The IMF team will probably press the government for a mini-budget and the former likely has few other options but to take additional revenue measures through enforcement steps and tax hikes or cut down expenditures to satisfy the IMF. This does not bode well for ordinary Pakistanis already struggling with painfully high utility bills, tariffs, generally high prices and stagnant incomes. The tax hikes and stricter enforcement measures passed in the June budget, while ratcheting up the pressure on some large businesses, have fallen most heavily on the salaried classes that have historically borne the brunt of the country’s tax burden. This comes amidst a large-scale exodus of skilled workers, with an estimated one million having left the country over the past three years alone. More depressingly, recent economic news such as the drop in inflation to the single digits and a historic rate cut by the SBP may have even created the impression that the economy was finally about to turn the corner. But Pakistan has been a chronic patient of the IMF for decades, with the country having taken more than 20 loans from the Fund since 1958. This ‘SOS’ visit is a sharp reminder that it will likely take a long-term process of monitoring and adjustments before the economy can stand on its own feet.

As for the immediate term, the country’s leaders have two very unattractive options before them: a mini-budget that hikes tax rates on different sectors or reducing expenditures to strike a balance.
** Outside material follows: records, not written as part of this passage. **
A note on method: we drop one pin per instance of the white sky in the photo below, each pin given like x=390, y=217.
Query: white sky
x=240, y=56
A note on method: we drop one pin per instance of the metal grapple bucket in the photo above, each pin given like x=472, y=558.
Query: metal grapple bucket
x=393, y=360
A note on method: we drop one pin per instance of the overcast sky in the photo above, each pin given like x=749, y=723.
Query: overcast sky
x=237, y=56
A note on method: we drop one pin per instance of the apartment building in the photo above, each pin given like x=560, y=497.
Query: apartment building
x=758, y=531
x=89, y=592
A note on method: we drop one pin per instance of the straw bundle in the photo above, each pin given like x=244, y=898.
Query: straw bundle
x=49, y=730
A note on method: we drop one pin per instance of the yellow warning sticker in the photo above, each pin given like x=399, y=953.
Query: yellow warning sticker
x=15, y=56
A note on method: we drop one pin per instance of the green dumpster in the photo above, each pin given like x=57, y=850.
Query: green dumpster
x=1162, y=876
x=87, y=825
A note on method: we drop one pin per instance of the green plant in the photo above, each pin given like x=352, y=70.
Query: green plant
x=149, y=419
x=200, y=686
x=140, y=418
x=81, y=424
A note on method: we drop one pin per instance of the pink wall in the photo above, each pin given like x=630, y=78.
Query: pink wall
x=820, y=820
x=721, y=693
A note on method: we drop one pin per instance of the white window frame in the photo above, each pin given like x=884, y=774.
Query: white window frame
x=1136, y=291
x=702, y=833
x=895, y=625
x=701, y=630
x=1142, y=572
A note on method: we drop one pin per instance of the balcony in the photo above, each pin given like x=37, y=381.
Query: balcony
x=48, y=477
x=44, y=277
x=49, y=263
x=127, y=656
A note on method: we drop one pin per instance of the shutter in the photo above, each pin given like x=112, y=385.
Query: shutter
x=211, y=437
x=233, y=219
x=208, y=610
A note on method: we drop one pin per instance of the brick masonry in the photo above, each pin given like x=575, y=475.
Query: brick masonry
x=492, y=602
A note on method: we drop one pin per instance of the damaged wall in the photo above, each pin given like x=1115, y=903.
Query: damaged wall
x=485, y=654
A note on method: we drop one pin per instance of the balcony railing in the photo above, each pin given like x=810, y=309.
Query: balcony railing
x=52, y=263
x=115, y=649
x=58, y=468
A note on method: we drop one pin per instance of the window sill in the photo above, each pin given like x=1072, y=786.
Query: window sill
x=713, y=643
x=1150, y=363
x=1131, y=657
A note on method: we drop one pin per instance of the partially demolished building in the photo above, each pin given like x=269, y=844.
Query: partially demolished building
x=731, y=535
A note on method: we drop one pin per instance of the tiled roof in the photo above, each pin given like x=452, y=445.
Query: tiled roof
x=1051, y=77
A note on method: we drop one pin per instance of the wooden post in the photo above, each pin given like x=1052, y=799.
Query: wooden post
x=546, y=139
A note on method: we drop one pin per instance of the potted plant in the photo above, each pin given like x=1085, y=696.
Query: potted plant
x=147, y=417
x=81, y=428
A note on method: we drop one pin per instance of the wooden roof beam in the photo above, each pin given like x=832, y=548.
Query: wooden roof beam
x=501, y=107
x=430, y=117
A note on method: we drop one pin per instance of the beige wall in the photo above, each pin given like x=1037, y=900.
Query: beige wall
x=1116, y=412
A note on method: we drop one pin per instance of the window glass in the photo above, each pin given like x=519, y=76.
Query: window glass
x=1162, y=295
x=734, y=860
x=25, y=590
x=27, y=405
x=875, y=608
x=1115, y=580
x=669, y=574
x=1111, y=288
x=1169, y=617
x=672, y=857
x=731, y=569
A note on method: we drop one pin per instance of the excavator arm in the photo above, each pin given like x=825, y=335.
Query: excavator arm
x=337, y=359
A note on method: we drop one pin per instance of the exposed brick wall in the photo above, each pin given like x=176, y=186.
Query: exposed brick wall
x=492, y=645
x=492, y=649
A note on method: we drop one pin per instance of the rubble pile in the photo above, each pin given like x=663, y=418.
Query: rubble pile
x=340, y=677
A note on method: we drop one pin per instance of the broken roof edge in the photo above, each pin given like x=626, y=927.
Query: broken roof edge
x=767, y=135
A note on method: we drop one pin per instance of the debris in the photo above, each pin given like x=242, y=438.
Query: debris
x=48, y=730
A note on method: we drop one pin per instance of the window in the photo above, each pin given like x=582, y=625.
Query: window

The former will not go down well with the people for the aforementioned reasons and may also end up having a dampening effect on the economy’s overall growth prospects. The latter might involve scrapping the kind of spending on public goods that Pakistan desperately needs. However, given that there is no clear alternative to the path set out by the IMF, the government will have to lead the country down one of these tough roads. Not doing so might have even more disastrous consequences. One can only hope that all the bitter medicine actually produces better health in the long run.